Nach einer Mütze voll Schlaf und etwas Essbarem war Ponce in besserer Stimmung als am Vortag. Außerdem wog Anna nicht so viel wie die Lasten, die er sonst zu tragen gewöhnt war. Also machten sie sich gemächlich auf den Weg nach Westen. Ponce hielt Ausschau nach Leckereien, die sich im Vorbeigehen abpflücken ließen, während Anna nicht wusste, wonach sie eigentlich suchte. Da es keine Indizien in Form von Spuren oder Unterlagen gab und die magere Liste der Verdächtigen bereits bis zur Erschöpfung abgegrast worden war, beschloss sie, zum Tatort zurückzukehren. Aller guten Dinge sind drei, sagte sie sich, und fragte sich im nächsten Moment, wer sich diesen albernen Spruch wohl ausgedacht haben mochte. Das wahrhaft Schöne war es, auf dem Rücken eines Pferdes zu sitzen, über sich den grenzenlosen Himmel, kein Mensch weit und breit, vor dem man sich rechtfertigen musste, und das einen ganzen Tag lang.

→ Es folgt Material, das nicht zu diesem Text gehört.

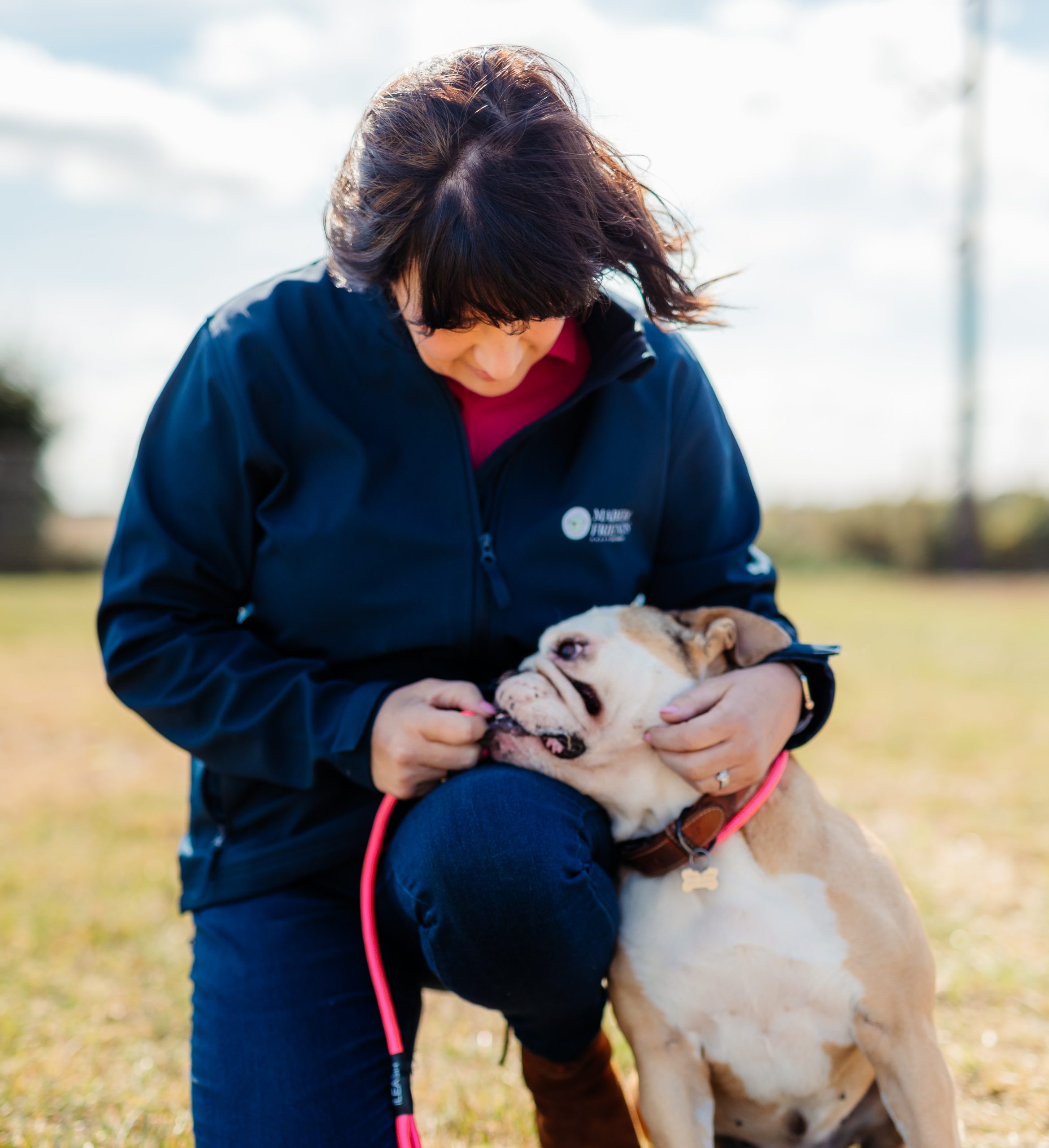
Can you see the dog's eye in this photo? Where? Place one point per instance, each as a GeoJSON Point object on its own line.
{"type": "Point", "coordinates": [569, 650]}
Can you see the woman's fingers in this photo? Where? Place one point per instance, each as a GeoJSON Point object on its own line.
{"type": "Point", "coordinates": [451, 727]}
{"type": "Point", "coordinates": [459, 696]}
{"type": "Point", "coordinates": [438, 756]}
{"type": "Point", "coordinates": [699, 733]}
{"type": "Point", "coordinates": [697, 700]}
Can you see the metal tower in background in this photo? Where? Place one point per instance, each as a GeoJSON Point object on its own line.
{"type": "Point", "coordinates": [967, 542]}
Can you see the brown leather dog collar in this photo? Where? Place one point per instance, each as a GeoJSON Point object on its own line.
{"type": "Point", "coordinates": [692, 833]}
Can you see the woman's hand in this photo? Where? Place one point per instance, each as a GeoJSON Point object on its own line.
{"type": "Point", "coordinates": [738, 721]}
{"type": "Point", "coordinates": [419, 735]}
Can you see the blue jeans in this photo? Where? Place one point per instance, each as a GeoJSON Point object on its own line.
{"type": "Point", "coordinates": [496, 887]}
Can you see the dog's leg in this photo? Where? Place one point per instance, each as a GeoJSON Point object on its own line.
{"type": "Point", "coordinates": [913, 1078]}
{"type": "Point", "coordinates": [675, 1101]}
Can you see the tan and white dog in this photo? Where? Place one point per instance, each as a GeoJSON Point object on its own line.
{"type": "Point", "coordinates": [792, 1004]}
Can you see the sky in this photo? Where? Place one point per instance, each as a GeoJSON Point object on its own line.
{"type": "Point", "coordinates": [157, 159]}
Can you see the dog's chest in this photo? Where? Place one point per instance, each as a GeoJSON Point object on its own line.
{"type": "Point", "coordinates": [752, 973]}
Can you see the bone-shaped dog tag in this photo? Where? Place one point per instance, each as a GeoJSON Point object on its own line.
{"type": "Point", "coordinates": [695, 878]}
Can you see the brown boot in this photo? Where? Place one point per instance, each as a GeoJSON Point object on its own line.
{"type": "Point", "coordinates": [580, 1105]}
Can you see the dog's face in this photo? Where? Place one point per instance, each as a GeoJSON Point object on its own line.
{"type": "Point", "coordinates": [579, 708]}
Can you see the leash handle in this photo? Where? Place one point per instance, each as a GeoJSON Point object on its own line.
{"type": "Point", "coordinates": [401, 1092]}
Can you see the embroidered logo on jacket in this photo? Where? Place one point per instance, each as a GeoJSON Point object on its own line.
{"type": "Point", "coordinates": [600, 525]}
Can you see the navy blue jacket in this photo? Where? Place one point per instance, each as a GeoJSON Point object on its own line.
{"type": "Point", "coordinates": [303, 532]}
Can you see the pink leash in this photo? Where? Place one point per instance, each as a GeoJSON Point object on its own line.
{"type": "Point", "coordinates": [759, 798]}
{"type": "Point", "coordinates": [401, 1065]}
{"type": "Point", "coordinates": [401, 1092]}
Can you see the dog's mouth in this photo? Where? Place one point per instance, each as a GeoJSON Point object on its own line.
{"type": "Point", "coordinates": [561, 744]}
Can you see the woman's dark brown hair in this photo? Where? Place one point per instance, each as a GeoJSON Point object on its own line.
{"type": "Point", "coordinates": [477, 175]}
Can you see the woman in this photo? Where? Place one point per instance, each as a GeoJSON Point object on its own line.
{"type": "Point", "coordinates": [366, 489]}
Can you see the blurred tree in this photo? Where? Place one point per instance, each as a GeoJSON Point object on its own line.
{"type": "Point", "coordinates": [23, 501]}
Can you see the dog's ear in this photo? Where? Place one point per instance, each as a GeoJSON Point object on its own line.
{"type": "Point", "coordinates": [743, 638]}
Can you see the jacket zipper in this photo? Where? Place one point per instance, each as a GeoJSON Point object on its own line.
{"type": "Point", "coordinates": [488, 560]}
{"type": "Point", "coordinates": [489, 564]}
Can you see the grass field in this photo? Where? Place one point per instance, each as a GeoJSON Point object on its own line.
{"type": "Point", "coordinates": [940, 742]}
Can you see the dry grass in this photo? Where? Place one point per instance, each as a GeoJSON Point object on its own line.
{"type": "Point", "coordinates": [940, 743]}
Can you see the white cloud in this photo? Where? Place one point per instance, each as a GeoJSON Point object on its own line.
{"type": "Point", "coordinates": [816, 145]}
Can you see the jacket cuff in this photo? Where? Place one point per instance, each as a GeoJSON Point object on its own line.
{"type": "Point", "coordinates": [813, 661]}
{"type": "Point", "coordinates": [355, 761]}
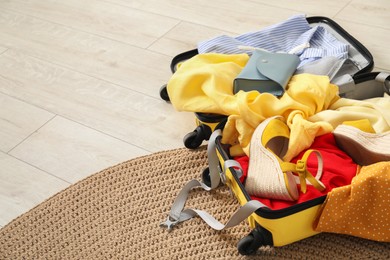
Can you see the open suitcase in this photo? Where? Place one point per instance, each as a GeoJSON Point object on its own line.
{"type": "Point", "coordinates": [207, 123]}
{"type": "Point", "coordinates": [269, 227]}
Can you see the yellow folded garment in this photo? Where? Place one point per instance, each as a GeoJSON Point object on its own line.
{"type": "Point", "coordinates": [204, 83]}
{"type": "Point", "coordinates": [376, 110]}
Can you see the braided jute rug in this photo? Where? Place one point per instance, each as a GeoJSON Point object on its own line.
{"type": "Point", "coordinates": [115, 214]}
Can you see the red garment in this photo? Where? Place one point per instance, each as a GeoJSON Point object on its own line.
{"type": "Point", "coordinates": [338, 170]}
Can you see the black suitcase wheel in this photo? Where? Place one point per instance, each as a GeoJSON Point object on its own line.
{"type": "Point", "coordinates": [245, 247]}
{"type": "Point", "coordinates": [164, 93]}
{"type": "Point", "coordinates": [206, 177]}
{"type": "Point", "coordinates": [256, 238]}
{"type": "Point", "coordinates": [195, 138]}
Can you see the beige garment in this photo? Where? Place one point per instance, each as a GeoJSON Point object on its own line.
{"type": "Point", "coordinates": [376, 110]}
{"type": "Point", "coordinates": [362, 208]}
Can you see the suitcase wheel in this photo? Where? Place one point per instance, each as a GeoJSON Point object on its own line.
{"type": "Point", "coordinates": [206, 177]}
{"type": "Point", "coordinates": [195, 138]}
{"type": "Point", "coordinates": [252, 242]}
{"type": "Point", "coordinates": [164, 93]}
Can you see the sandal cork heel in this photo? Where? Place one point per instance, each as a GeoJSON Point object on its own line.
{"type": "Point", "coordinates": [270, 177]}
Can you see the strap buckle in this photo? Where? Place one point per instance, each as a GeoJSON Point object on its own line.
{"type": "Point", "coordinates": [169, 223]}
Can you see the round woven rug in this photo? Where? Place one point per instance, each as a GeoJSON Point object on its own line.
{"type": "Point", "coordinates": [115, 214]}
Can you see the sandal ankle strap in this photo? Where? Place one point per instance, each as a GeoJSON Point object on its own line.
{"type": "Point", "coordinates": [304, 174]}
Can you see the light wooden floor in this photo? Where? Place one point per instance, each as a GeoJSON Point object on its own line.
{"type": "Point", "coordinates": [79, 80]}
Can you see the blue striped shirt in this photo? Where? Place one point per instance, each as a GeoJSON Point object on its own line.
{"type": "Point", "coordinates": [282, 37]}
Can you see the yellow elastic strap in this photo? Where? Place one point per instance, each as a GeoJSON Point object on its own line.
{"type": "Point", "coordinates": [301, 169]}
{"type": "Point", "coordinates": [362, 124]}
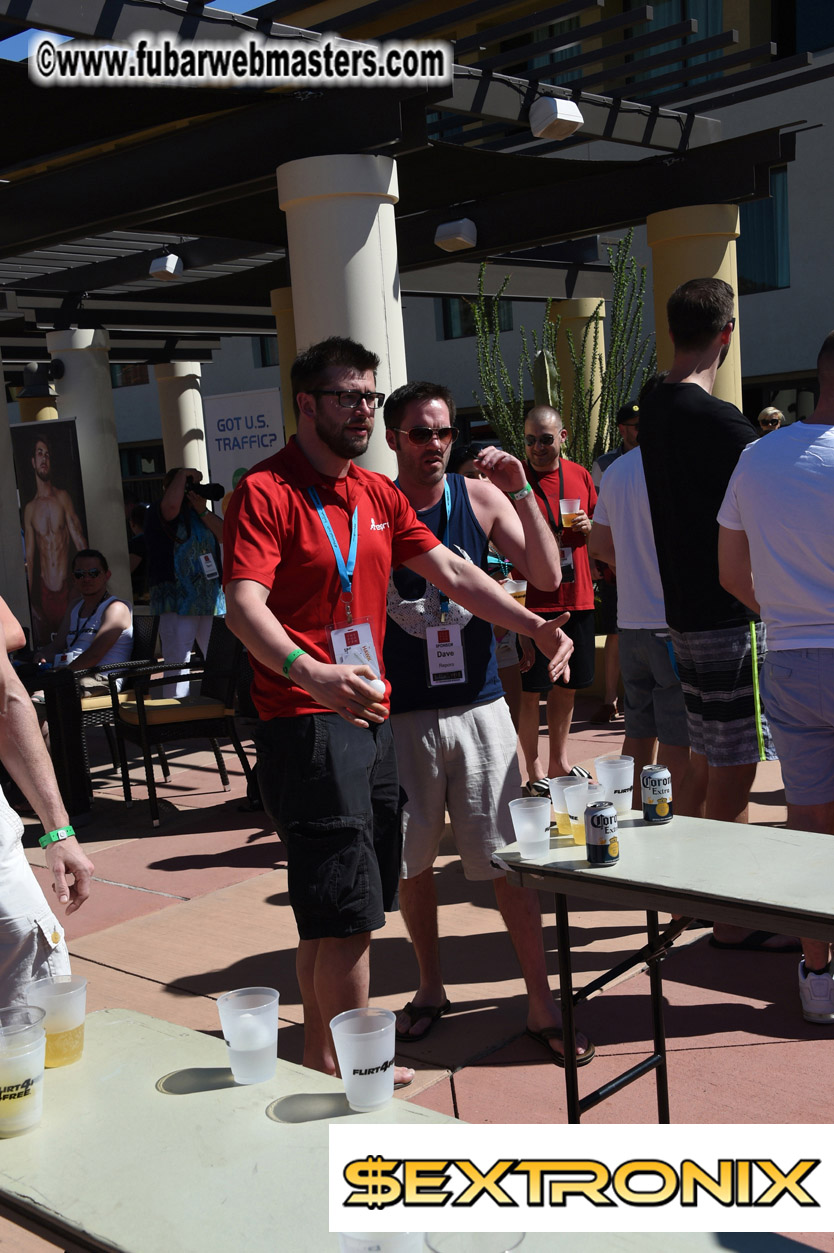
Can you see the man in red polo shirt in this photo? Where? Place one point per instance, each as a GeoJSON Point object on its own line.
{"type": "Point", "coordinates": [309, 541]}
{"type": "Point", "coordinates": [554, 478]}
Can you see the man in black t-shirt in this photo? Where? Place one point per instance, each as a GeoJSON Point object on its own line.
{"type": "Point", "coordinates": [690, 444]}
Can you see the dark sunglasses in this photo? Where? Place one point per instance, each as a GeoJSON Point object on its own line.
{"type": "Point", "coordinates": [352, 400]}
{"type": "Point", "coordinates": [421, 435]}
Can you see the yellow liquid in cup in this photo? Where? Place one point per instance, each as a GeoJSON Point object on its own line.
{"type": "Point", "coordinates": [63, 1048]}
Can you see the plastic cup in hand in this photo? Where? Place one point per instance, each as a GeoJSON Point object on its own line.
{"type": "Point", "coordinates": [569, 509]}
{"type": "Point", "coordinates": [249, 1021]}
{"type": "Point", "coordinates": [473, 1242]}
{"type": "Point", "coordinates": [381, 1242]}
{"type": "Point", "coordinates": [576, 800]}
{"type": "Point", "coordinates": [616, 776]}
{"type": "Point", "coordinates": [531, 822]}
{"type": "Point", "coordinates": [23, 1043]}
{"type": "Point", "coordinates": [365, 1046]}
{"type": "Point", "coordinates": [560, 807]}
{"type": "Point", "coordinates": [63, 998]}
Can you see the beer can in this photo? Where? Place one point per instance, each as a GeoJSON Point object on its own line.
{"type": "Point", "coordinates": [655, 787]}
{"type": "Point", "coordinates": [601, 836]}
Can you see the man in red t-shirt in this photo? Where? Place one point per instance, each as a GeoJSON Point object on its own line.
{"type": "Point", "coordinates": [309, 540]}
{"type": "Point", "coordinates": [555, 479]}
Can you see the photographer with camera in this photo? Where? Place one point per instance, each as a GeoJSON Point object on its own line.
{"type": "Point", "coordinates": [183, 538]}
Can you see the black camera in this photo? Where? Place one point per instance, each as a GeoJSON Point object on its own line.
{"type": "Point", "coordinates": [207, 490]}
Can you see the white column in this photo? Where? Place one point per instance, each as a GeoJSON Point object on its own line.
{"type": "Point", "coordinates": [282, 311]}
{"type": "Point", "coordinates": [343, 261]}
{"type": "Point", "coordinates": [85, 394]}
{"type": "Point", "coordinates": [13, 571]}
{"type": "Point", "coordinates": [180, 409]}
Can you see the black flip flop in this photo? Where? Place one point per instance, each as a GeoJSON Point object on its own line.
{"type": "Point", "coordinates": [415, 1013]}
{"type": "Point", "coordinates": [555, 1033]}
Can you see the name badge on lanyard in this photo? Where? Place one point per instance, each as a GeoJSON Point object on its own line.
{"type": "Point", "coordinates": [445, 653]}
{"type": "Point", "coordinates": [351, 642]}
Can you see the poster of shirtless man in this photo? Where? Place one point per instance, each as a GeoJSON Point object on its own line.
{"type": "Point", "coordinates": [54, 523]}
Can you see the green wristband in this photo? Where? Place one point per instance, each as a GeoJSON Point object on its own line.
{"type": "Point", "coordinates": [51, 837]}
{"type": "Point", "coordinates": [522, 491]}
{"type": "Point", "coordinates": [292, 657]}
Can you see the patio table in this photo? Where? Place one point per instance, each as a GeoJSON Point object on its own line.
{"type": "Point", "coordinates": [756, 877]}
{"type": "Point", "coordinates": [147, 1143]}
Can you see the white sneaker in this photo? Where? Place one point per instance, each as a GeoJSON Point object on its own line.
{"type": "Point", "coordinates": [817, 995]}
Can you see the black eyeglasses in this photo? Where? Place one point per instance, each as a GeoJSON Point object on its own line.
{"type": "Point", "coordinates": [421, 435]}
{"type": "Point", "coordinates": [352, 400]}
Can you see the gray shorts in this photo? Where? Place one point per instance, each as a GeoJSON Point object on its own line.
{"type": "Point", "coordinates": [654, 701]}
{"type": "Point", "coordinates": [798, 689]}
{"type": "Point", "coordinates": [462, 759]}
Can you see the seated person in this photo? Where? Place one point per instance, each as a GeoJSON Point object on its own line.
{"type": "Point", "coordinates": [97, 629]}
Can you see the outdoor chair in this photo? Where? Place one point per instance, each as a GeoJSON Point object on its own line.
{"type": "Point", "coordinates": [97, 711]}
{"type": "Point", "coordinates": [152, 722]}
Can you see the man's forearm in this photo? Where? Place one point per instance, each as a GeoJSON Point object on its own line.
{"type": "Point", "coordinates": [470, 587]}
{"type": "Point", "coordinates": [542, 565]}
{"type": "Point", "coordinates": [25, 756]}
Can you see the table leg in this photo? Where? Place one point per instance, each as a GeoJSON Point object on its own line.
{"type": "Point", "coordinates": [655, 982]}
{"type": "Point", "coordinates": [566, 996]}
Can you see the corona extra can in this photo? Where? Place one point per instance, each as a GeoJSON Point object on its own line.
{"type": "Point", "coordinates": [601, 833]}
{"type": "Point", "coordinates": [655, 786]}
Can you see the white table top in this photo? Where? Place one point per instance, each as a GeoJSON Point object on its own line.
{"type": "Point", "coordinates": [148, 1144]}
{"type": "Point", "coordinates": [724, 871]}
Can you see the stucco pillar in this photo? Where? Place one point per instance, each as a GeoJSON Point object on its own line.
{"type": "Point", "coordinates": [11, 555]}
{"type": "Point", "coordinates": [180, 410]}
{"type": "Point", "coordinates": [282, 311]}
{"type": "Point", "coordinates": [343, 262]}
{"type": "Point", "coordinates": [695, 242]}
{"type": "Point", "coordinates": [575, 316]}
{"type": "Point", "coordinates": [85, 394]}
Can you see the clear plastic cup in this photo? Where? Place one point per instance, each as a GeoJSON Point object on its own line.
{"type": "Point", "coordinates": [569, 509]}
{"type": "Point", "coordinates": [531, 823]}
{"type": "Point", "coordinates": [64, 1000]}
{"type": "Point", "coordinates": [23, 1044]}
{"type": "Point", "coordinates": [249, 1021]}
{"type": "Point", "coordinates": [381, 1242]}
{"type": "Point", "coordinates": [365, 1046]}
{"type": "Point", "coordinates": [616, 776]}
{"type": "Point", "coordinates": [576, 800]}
{"type": "Point", "coordinates": [560, 807]}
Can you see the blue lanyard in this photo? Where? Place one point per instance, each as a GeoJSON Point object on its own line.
{"type": "Point", "coordinates": [344, 569]}
{"type": "Point", "coordinates": [443, 538]}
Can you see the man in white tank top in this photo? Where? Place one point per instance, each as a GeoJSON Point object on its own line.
{"type": "Point", "coordinates": [97, 629]}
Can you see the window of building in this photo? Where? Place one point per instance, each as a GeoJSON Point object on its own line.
{"type": "Point", "coordinates": [764, 243]}
{"type": "Point", "coordinates": [709, 15]}
{"type": "Point", "coordinates": [143, 466]}
{"type": "Point", "coordinates": [814, 25]}
{"type": "Point", "coordinates": [457, 318]}
{"type": "Point", "coordinates": [129, 375]}
{"type": "Point", "coordinates": [264, 351]}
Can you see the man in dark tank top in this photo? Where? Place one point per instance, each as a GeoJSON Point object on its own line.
{"type": "Point", "coordinates": [456, 746]}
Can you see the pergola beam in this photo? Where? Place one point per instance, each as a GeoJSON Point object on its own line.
{"type": "Point", "coordinates": [509, 99]}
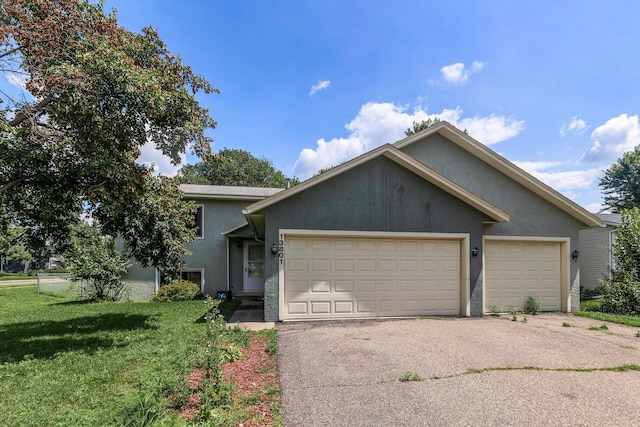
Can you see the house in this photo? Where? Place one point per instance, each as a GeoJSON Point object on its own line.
{"type": "Point", "coordinates": [434, 224]}
{"type": "Point", "coordinates": [596, 251]}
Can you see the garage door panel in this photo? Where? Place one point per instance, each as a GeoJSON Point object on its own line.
{"type": "Point", "coordinates": [515, 271]}
{"type": "Point", "coordinates": [343, 307]}
{"type": "Point", "coordinates": [320, 307]}
{"type": "Point", "coordinates": [368, 277]}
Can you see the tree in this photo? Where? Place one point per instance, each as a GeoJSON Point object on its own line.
{"type": "Point", "coordinates": [92, 258]}
{"type": "Point", "coordinates": [97, 93]}
{"type": "Point", "coordinates": [621, 182]}
{"type": "Point", "coordinates": [424, 124]}
{"type": "Point", "coordinates": [236, 168]}
{"type": "Point", "coordinates": [12, 247]}
{"type": "Point", "coordinates": [621, 295]}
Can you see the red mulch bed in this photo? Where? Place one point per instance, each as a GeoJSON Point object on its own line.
{"type": "Point", "coordinates": [254, 371]}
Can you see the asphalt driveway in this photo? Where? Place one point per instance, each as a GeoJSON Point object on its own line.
{"type": "Point", "coordinates": [477, 371]}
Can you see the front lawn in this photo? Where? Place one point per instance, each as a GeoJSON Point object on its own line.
{"type": "Point", "coordinates": [66, 362]}
{"type": "Point", "coordinates": [589, 308]}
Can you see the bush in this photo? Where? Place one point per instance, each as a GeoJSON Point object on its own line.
{"type": "Point", "coordinates": [177, 290]}
{"type": "Point", "coordinates": [532, 305]}
{"type": "Point", "coordinates": [621, 297]}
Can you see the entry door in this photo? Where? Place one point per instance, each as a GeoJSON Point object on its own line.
{"type": "Point", "coordinates": [253, 266]}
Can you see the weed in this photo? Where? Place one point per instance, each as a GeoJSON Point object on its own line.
{"type": "Point", "coordinates": [252, 399]}
{"type": "Point", "coordinates": [270, 391]}
{"type": "Point", "coordinates": [143, 412]}
{"type": "Point", "coordinates": [532, 305]}
{"type": "Point", "coordinates": [410, 376]}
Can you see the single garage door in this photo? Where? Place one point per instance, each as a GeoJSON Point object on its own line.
{"type": "Point", "coordinates": [345, 277]}
{"type": "Point", "coordinates": [516, 270]}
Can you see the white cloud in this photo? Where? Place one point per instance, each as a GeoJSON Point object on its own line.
{"type": "Point", "coordinates": [533, 167]}
{"type": "Point", "coordinates": [152, 157]}
{"type": "Point", "coordinates": [380, 123]}
{"type": "Point", "coordinates": [596, 207]}
{"type": "Point", "coordinates": [564, 181]}
{"type": "Point", "coordinates": [320, 86]}
{"type": "Point", "coordinates": [609, 141]}
{"type": "Point", "coordinates": [576, 126]}
{"type": "Point", "coordinates": [492, 129]}
{"type": "Point", "coordinates": [458, 74]}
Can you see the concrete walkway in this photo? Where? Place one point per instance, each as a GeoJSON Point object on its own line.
{"type": "Point", "coordinates": [250, 315]}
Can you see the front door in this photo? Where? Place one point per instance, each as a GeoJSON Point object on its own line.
{"type": "Point", "coordinates": [253, 266]}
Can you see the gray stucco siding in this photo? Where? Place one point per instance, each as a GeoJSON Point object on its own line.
{"type": "Point", "coordinates": [377, 196]}
{"type": "Point", "coordinates": [531, 215]}
{"type": "Point", "coordinates": [210, 252]}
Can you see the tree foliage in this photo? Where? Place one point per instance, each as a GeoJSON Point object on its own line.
{"type": "Point", "coordinates": [235, 168]}
{"type": "Point", "coordinates": [621, 295]}
{"type": "Point", "coordinates": [424, 124]}
{"type": "Point", "coordinates": [96, 94]}
{"type": "Point", "coordinates": [92, 258]}
{"type": "Point", "coordinates": [621, 182]}
{"type": "Point", "coordinates": [12, 246]}
{"type": "Point", "coordinates": [420, 126]}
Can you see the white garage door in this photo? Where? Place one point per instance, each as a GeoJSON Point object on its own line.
{"type": "Point", "coordinates": [516, 270]}
{"type": "Point", "coordinates": [344, 277]}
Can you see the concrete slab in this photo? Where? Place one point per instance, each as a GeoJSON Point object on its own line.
{"type": "Point", "coordinates": [250, 315]}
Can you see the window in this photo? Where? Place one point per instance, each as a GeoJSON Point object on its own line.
{"type": "Point", "coordinates": [199, 222]}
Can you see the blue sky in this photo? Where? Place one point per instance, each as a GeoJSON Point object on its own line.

Das Reiten auf ebenen, ausgebauten Pfaden war ein erfreulicher Luxus. Doch als Anna abstieg und Ponce an den Baum band, wo Joan und der aufgebrachte Ranger gewartet hatten, während sie und Ruick durchs Unterholz zu der Leiche marschiert waren, wurde sie daran erinnert, dass sie schon einige Zeit nicht mehr auf einem Pferd gesessen hatte. Das kleine Polster an ihrem Hinterteil war seitdem noch mehr geschrumpft, und die Knochen protestierten nach der kilometerlangen Misshandlung.
Ein Streifen orangefarbenes Flatterband markierte die Stelle, wo die Leiche aus dem Gebüsch geholt worden war. Anna zwängte sich ins Unterholz und machte sich an den steilen Abstieg durch die von Erlen dicht bewachsene Schlucht. Da sie allein und ausgeruht war und die Sonne schien, hatte sie Gelegenheit, den inzwischen ausgetretenen Pfad genauer in Augenschein zu nehmen. Sie entdeckte nichts als eine weggeworfene Schachtel Good & Plenty. Sie war vor dem Mord noch nicht da gewesen, denn die Pappe war nicht vom Regen durchweicht. Anna wusste, dass sie selbst sie nicht fallen gelassen hatte. Von Harry stammte sie ganz sicher auch nicht. Außerdem auf gar keinen Fall von einem Ranger. Ranger litten zwar an den gleichen Schwächen wie der Durchschnitt der Bevölkerung, also auch an Vorurteilen, Dummheit, Engstirnigkeit und Böswilligkeit. Allerdings war Anna noch nie einem einzigen Ranger begegnet, der seinen Müll in die Landschaft geworfen hätte. Deshalb war in den Tagen seit dem Abtransport der Leiche offenbar ein schlecht erzogener Zivilist am Tatort gewesen.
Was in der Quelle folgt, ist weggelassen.